# USATST 2018/P4 : Prove that $OA\perp RA$ [Proof Verification needed]

Acute triangle $$ABC$$ is inscribed in circle $$\omega$$. Let $$H$$ and $$O$$ denote its orthocenter and circumcenter, respectively. Let $$M$$ and $$N$$ be the midpoints of sides $$AB$$ and $$AC$$, respectively. Rays $$MH$$ and $$NH$$ meet $$\omega$$ at $$P$$ and $$Q$$, respectively. Lines $$MN$$ and $$PQ$$ meet at $$R$$. Prove that $$OA\perp RA$$.

I will be very grateful if someone can verify this proof . I am very new to radical axis.

Also, Please post your solutions too. We learn a lot from other's solutions too. Thanks in advance.

My Proof: Before proceeding further, I would like to state a lemma.

Lemma: Let $$ABC$$ be a triangle with orthocenter $$H$$, and suppose that $$E$$ and $$F$$ are the feet of the $$B$$ and $$C$$-altitudes. Suppose that the circumcircle of triangle $$AEF$$ meets the circumcircle of triangle $$ABC$$ again at $$K$$. Let $$M$$ be the midpoint of $$BC$$. Then we have $$K, H,$$ and $$M$$ are collinear.

Proof of the Lemma: Sine $$HF\perp AB$$ and $$HE\perp AC$$, we note that $$H\in (AEF)$$. So $$\angle AKH= \angle AFH = 90^{\circ}$$

Let $$KH\cap(ABC)=X$$. Note that since, $$\angle AKH=90^{\circ}$$, we have $$X=$$ diametrically opposite point of $$A$$.

But by a known lemma , we know that $$H,M,X$$ are collinear . So we have $$K$$,$$H,$$M\$ are collinear.

Now, using this Lemma, we claim that $$MNPQ$$ is cyclic

Claim: $$MNPQ$$ is cyclic Proof: By the above Lemma, we get $$H'MHP$$ and $$QHN{H'}_1$$ are collinear, where $$H"M=HM$$ and $$H'$$ is the antipode of $$P$$ wrt $$(ABC)$$ and $$N{H'}_1=HN$$ and $${H'}_1$$ is the antipode of $$Q$$ wrt $$(ABC)$$.

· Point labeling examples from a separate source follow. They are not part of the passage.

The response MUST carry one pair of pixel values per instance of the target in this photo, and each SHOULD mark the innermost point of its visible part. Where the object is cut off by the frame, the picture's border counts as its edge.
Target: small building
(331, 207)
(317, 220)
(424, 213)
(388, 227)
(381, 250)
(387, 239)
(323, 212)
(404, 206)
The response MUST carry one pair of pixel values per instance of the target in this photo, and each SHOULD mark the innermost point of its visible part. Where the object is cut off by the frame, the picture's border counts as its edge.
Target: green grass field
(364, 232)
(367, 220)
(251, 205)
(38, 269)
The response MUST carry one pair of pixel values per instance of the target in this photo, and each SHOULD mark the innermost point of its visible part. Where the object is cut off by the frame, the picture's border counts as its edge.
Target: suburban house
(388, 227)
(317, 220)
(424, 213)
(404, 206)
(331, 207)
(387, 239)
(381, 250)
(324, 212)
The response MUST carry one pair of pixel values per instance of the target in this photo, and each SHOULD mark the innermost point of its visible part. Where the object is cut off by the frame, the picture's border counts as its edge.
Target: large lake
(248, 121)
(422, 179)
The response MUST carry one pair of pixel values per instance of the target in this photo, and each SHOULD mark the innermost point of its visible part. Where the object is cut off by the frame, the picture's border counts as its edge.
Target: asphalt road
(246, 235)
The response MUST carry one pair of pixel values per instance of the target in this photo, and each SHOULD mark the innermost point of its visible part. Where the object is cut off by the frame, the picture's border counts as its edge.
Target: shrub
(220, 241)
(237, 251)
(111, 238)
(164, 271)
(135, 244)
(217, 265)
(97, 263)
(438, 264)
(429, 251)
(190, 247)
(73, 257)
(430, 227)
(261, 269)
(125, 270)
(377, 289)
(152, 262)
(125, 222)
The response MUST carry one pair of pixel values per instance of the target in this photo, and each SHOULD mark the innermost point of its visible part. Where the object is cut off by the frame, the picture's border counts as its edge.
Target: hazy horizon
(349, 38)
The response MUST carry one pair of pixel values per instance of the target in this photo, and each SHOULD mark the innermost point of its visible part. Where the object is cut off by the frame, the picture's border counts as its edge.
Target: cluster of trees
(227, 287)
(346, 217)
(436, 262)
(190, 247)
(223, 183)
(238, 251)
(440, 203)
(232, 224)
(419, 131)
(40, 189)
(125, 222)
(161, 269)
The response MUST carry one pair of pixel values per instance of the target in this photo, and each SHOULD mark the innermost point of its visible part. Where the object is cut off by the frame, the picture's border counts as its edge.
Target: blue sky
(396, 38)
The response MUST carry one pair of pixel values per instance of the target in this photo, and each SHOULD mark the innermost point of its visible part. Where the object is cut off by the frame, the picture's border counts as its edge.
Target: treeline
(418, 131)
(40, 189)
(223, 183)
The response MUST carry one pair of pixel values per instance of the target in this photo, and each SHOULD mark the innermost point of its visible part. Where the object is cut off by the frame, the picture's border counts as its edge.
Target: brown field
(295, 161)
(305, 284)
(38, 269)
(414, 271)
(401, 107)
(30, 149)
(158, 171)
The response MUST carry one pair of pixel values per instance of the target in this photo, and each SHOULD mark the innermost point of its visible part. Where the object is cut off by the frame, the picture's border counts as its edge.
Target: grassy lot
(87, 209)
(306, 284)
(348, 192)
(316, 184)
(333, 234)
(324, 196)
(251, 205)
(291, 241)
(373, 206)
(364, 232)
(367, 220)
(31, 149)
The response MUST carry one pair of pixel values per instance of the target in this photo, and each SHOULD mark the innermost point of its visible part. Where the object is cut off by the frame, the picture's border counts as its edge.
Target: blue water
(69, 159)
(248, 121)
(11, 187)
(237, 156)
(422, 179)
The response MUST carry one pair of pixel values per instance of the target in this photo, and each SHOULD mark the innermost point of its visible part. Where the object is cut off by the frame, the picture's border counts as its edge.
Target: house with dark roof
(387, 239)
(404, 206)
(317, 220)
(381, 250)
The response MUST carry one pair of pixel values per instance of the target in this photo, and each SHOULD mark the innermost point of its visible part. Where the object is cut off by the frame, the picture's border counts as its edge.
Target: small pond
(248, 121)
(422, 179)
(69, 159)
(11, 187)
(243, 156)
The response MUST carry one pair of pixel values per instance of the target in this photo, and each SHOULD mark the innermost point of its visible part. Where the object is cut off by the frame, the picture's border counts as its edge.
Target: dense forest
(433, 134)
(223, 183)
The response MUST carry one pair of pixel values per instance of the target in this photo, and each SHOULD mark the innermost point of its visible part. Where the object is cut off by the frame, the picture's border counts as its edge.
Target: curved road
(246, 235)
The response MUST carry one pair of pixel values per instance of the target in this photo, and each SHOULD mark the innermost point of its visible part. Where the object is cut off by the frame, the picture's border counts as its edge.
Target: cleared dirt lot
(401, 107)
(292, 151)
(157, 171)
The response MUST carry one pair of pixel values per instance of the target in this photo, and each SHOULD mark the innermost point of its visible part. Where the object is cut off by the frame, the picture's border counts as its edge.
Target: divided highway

Hence by $$POP$$, $$\Bbb P(H, (ABC))=HH'\cdot HP=QH\cdot H{H'}_1$$.

But $$HM=\frac {1}{2} HH'$$ and $$HN=\frac {1}{2}H{H'}_1= HN \implies HM\cdot HP=QH\cdot HN$$.

Hence by converse of $$POP$$ , we have $$MNPQ$$ cyclic .

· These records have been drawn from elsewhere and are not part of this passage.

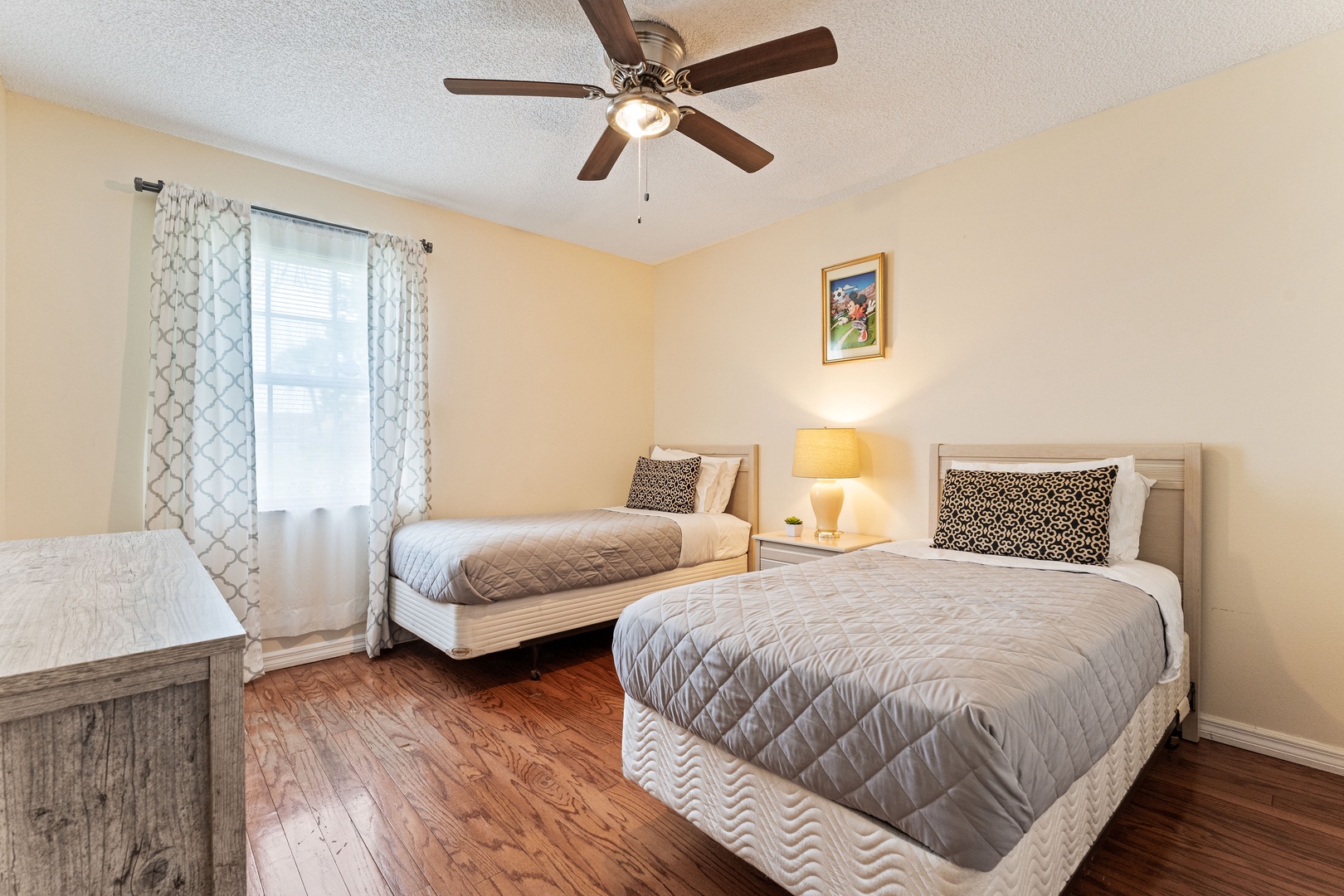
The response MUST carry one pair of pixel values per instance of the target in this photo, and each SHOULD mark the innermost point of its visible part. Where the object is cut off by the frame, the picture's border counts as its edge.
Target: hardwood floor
(418, 776)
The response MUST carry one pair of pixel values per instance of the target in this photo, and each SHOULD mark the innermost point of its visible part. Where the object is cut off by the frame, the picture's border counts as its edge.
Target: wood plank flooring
(420, 776)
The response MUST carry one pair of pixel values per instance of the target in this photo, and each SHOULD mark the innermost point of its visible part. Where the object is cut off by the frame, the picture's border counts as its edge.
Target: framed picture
(854, 309)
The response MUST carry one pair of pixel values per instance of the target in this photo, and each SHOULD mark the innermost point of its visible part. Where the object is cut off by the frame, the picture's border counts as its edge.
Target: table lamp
(825, 455)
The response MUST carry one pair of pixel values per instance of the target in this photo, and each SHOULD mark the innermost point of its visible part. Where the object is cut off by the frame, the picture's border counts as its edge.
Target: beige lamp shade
(827, 455)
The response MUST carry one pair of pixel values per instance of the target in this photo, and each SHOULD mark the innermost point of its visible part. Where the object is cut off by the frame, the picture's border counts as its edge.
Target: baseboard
(1273, 743)
(285, 657)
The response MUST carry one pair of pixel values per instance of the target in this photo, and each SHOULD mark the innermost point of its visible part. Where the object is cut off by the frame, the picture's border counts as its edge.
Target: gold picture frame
(854, 309)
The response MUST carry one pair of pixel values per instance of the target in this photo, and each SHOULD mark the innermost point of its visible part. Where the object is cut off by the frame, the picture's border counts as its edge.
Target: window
(309, 363)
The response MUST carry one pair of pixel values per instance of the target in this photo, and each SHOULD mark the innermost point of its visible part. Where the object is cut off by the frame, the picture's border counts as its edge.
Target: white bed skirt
(470, 631)
(813, 845)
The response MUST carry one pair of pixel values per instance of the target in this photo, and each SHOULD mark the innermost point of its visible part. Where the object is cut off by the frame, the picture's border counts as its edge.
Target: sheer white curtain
(199, 472)
(398, 362)
(311, 360)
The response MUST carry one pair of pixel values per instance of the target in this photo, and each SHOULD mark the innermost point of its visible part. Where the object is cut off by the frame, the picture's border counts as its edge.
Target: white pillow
(707, 488)
(728, 479)
(1127, 500)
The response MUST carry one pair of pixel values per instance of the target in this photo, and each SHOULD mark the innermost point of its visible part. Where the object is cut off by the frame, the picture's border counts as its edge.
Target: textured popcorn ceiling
(353, 90)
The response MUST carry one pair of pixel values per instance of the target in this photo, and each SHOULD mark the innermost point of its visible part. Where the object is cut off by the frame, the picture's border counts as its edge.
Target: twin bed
(472, 587)
(918, 720)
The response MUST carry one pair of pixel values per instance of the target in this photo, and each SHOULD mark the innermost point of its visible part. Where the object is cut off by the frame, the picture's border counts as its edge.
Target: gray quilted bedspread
(487, 559)
(952, 700)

Claim: $$AMON$$ is cyclic with diametre $$AO$$ .

Proof of the Claim: Just note that $$AM \perp OM$$ and $$AN \perp ON$$ .

Main Proof : Now, using the fact that pairwise radical axis of 3 circles concur,

we get that for circles $$(MNPQ),(ABC),(AMON)$$ ; the pairwise radical axis concur at $$PQ\cap MN=R$$.

But note that the radical axis of $$(ABC)$$ and $$(AMON)$$ is nothing but the line tangent to $$(AMON)$$ at $$A$$.

Since $$AO$$ is the diameter of $$(AMON)$$, hence $$OA\perp RA$$

• There appears to be some dispute about the source of the problem - would either the OP or the editor link to the source so we can resolve this? – KReiser Aug 1 '20 at 5:47
• The current source is correct . artofproblemsolving.com/community/c4183_2011_usa_tstst – Raheel Aug 1 '20 at 5:52
• I think the point of the question as seen in the title is to have someone verify the rigor of his proposed proof. – Ojasw Upadhyay Aug 1 '20 at 7:25
• @OjaswUpadhyay well, the OP can be a girl too. – Raheel Aug 1 '20 at 11:50
• @Raheel You've linked a 2011 test but claim the title which references 2018 is correct. Can you clarify your comment? – KReiser Aug 2 '20 at 1:54

I think some of the structure could be improved, in that many of your claims are so small that the proof would read more easily if it were written linearly (i.e. as a sequence of statements that you show to be true, instead of a sequence of claims that you state and then prove separately). Also, your names of $$H_1$$ and $$H_1'$$ aren't especially great -- I would suggest using $$C'$$ and $$B'$$ (to indicate that they are antipodes), or maybe $$H_C$$ and $$H_B$$.